Here’s a challenge. Log onto an AI chat tool, any will do. Ask it to write you a verse of poetry. Read, or more wisely skim read, the little basic rhyming verse it produces. Maybe push the boat out and set some barriers to clear in terms of style and levels of opacity. Now, the challenge:
Tell it the poem should not rhyme.
It can’t do it. Here is GPT-4 waxing lyrical on ducks.
It’s another week, another thing that generative AI cannot do. It’s a funny thing to spend a decent chunk of the week researching something that is, in so many ways, a bit crap.
But this isn’t a post about generative AI failing to be truly creative. We already knew that. It’s about how we report on AI and creativity. Last month news sites were awash with headlines like ‘AI shouldn’t bring anyone back from the dead – especially late comedian George Carlin’ about an attempt to recreate George Carlin’s comedy that, according to early reports, was all AI-driven. It wasn’t until the estate of George Carlin filed a lawsuit that the creators admitted it was all human-generated. Ars Technica laid out the whole, odd tale very well last week.
Most of the reporting (George Carlin Lives On In Expletive-Laced New Comedy Special Touched By AI, George Carlin resurrected – without permission – by self-described 'comedy AI') acknowledges some question marks over the AI claims but the headlines have a longer tail on social media.

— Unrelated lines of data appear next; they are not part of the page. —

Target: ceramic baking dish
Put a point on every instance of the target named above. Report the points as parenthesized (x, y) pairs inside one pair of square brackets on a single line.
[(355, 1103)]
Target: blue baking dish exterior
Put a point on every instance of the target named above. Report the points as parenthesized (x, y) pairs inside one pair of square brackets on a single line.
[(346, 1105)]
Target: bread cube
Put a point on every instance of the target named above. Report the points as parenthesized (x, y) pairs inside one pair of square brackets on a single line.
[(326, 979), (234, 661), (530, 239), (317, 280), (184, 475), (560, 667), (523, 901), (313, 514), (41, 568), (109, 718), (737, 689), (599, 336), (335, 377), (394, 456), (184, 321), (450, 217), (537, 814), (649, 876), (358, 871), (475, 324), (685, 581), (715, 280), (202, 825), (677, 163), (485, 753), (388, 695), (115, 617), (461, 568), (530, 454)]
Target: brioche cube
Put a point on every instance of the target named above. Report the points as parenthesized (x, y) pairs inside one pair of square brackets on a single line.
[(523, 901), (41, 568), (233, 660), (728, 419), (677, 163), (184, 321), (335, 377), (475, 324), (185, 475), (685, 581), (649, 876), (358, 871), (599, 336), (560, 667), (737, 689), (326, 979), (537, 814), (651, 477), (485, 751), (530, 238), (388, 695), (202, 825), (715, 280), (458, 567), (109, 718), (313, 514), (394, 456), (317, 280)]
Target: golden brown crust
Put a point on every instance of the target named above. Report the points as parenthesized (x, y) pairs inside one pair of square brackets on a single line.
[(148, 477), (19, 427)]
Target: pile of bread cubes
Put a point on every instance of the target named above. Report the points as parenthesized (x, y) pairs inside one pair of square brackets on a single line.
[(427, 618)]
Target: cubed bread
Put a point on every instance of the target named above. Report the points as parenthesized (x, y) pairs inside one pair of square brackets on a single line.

There is likely a significant number of people who haven’t followed the story beyond ingesting the news that dead comedians can now live on in AI.
And it’s important for people to know that they currently can’t. If the duo behind the Carlin thing did have some proprietary tool to build on a deceased artist’s life work then copy it produced would still be absolute garbage. A LLM trained on the entire works of Shakespeare is still going to resemble a monkey on a typewriter, albeit with a decent spell-check function.
Creatives still have a lot to be concerned about. Visual artists probably have the most immediate worries given the current text-to-image landscape. But it’s not helpful that reporting is often so credulous about the current capabilities of generative AI. The Carlin stunt got traction because the news landscape was set up to report on it with little initial interrogation.
There are two tracks of journalism online, journalism that tells you a viral video is viral - in this case, the since-removed Carlin video - and journalism that looks into how the video got made, who was behind it, how affected parties felt about it and whether any legal action was in the works.
The first type of journalism is incredibly cheap and quick to perform. And is designed to get clicks. The second type takes skilled research and phone calls and time and after all that work and expertise it does not result in a headline that is as clickable as ‘George Carlin brought back to life in A.I. comedy special’.
Generative AI tools are changing workflows, threatening jobs, making mundane creative work easier, and generally changing the creative industries in lots of subtle and not-so-subtle ways. But the tools can’t write a poem to save their non-existent lives and that’s worth remembering next time you see a scary creative AI headline.
Small bits #1: AI colonialism is a thing
If all existential concerns about AI prove ill-founded and we live in a utopia provided by our AI overlords it will still be a bit deflating if all communication is delivered in a washed-out good-for-all-markets American syntax. This is a lot to take from a single post about Teams not understanding Irish, but as someone who has ranted about Father Ted gifs not showing on Giphy it’s a war I am willing to fight!
Small bits #2: Midjourney consistency?
The constant complaint among those using text-to-image tools is the difficulty of generating a consistent image or character once you’ve landed on the right formula. The new beta Style References feature from Midjourney might change that. I haven’t had a chance to mess around with it properly but you can read a decent explainer here if that’s your bag.
Small bits #3: Deadly Nightshade
From researchers at University of Chicago comes Nightshade. They explain it best, “Nightshade transforms images into "poison" samples, so that models training on them without consent will see their models learn unpredictable behaviors that deviate from expected norms, e.g. a prompt that asks for an image of a cow flying in space might instead get an image of a handbag floating in space”.
It is already on over 250,000 downloads.